His arms lock around me, and for a moment we just stand there, wrapped in each other and the greenhouse light, while the planet slowly turns green outside the windows.
Then his hand slides down my spine. Lower. Past the small of my back to the curve of my ass, and his grip shifts from tender to deliberate.
I know this shift. Six months of studying it like a language.
“Tavia’s occupied for the next two hours,” he says. The harmonics drop.
“Is that a proposal too?”
“That’s a statement of logistical opportunity.”
“You really know how to romance a girl, Specialist Storm.”
His mouth finds the claiming mark on my collarbone and the response is immediate — heat blooming through the bond, sensation cascading from the bite outward in concentric waves that make my breath stutter.
He knows what the mark does to me.

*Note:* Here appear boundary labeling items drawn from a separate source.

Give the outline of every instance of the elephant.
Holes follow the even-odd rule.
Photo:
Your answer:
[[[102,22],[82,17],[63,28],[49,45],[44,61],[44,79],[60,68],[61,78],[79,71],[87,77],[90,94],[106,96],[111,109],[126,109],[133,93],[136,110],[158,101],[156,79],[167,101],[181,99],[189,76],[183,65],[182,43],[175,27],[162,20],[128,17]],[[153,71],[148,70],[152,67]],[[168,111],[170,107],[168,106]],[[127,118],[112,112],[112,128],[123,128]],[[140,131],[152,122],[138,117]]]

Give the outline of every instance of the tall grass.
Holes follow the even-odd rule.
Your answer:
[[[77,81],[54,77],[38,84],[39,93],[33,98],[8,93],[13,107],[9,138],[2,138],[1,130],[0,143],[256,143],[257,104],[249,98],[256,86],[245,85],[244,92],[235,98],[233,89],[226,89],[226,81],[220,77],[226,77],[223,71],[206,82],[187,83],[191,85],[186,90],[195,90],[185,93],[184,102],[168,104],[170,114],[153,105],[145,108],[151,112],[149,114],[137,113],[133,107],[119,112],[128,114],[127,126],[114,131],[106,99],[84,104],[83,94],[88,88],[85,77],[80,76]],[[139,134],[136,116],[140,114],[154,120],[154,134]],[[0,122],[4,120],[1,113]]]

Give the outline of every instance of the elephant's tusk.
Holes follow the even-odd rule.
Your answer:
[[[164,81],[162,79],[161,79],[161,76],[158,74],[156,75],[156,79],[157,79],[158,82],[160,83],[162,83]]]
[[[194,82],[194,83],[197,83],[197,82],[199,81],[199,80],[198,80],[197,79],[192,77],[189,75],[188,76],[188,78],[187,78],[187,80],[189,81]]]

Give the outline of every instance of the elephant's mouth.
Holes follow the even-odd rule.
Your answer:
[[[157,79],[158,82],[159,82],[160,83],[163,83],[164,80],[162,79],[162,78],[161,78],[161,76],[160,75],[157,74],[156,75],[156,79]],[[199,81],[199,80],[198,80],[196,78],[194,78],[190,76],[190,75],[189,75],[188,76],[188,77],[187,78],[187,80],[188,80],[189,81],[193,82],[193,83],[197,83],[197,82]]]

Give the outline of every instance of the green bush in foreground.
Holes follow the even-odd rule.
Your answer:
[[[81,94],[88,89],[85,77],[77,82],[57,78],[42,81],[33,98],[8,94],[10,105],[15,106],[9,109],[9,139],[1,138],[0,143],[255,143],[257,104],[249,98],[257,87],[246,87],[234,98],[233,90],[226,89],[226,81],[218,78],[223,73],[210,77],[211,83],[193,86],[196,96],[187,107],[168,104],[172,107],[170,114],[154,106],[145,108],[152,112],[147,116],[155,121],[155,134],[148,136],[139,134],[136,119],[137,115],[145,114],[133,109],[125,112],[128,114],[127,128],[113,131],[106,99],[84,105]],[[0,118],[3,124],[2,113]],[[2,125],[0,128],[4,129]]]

He knows exactly what it does to me. And he uses it like a weapon.
“We need to stop having sex in the greenhouse,” I manage.
“You said that last week.”
“I meant it last week.”
“Your biometrics suggested otherwise.”
He’s picked up Pickles’s data habits. I should hate that I find it hot. I absolutely do not hate it.
Here’s the thing about sleeping with a scientist.
He experiments.
Six months of learning my body — which spots make me gasp, which angles make me incoherent, which combinations of touch and temperature and those devastating sub-harmonics reduce me to a shaking, begging mess — and Cetus Storm has turned sex into a research discipline.
He approaches my orgasms with the same methodical precision he applies to atmospheric chemistry: observe, hypothesize, test, refine.
It’s ruinous. I am ruined.
The greenhouse is warm. Not station-warm — alive-warm, the humid breath of growing things cycling through air he’s spent years learning to build.
Condensation beads on the glass panels overhead, and the filtered light of Kepler-7b’s sun comes through tinted faintly green — proof of his work written in the atmosphere itself.
It smells like soil and chlorophyll and the sharp sweetness of the engineered seedlings that line the growing stations.